Covenant? A new covenant? Cold this be a covenant that says that all things are possible with life – even healing? That the man we are executing today may not be the same man who committed that murder all those years ago? When will that new trust between God and man be fulfilled? When? When? When? New and everlasting covenant. Everlasting? Everlasting? It was like I had lost the capacity to connect words and their meanings.
“When you do this, do it in memory of me,” I said. Timmy repeated the line almost for my sake. I raised the paper cup of grape KoolAid and drank it slow and deep. The hum of the electric clock was the only sound. I shuddered from the sweet taste of the drink and Timmy laughed.
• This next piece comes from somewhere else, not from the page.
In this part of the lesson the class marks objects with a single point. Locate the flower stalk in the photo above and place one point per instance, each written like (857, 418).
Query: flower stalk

We sat and then talked for the remainder of the time. Timmy went back and forth between being nervous and being strong.
A friend of mine once asked me if I believe that when I consecrated the bread and wine did I really believe that these things “became” the actually body and blood of Jesus Christ. At the time I didn’t know what to say. I told her yeah, sure, why not? But tonight I would respond differently. I knew that it did. I was certain that in my last minutes with Timmy Murdock that bread and wine became the body and blood of a crucified man was too black and too poor to live long enough to discover this miracle of transubstantiation in his own life. We walked out together when it was time a little before midnight. We were both very afraid but each of us for different reasons. Miracles have a way of doing that to you.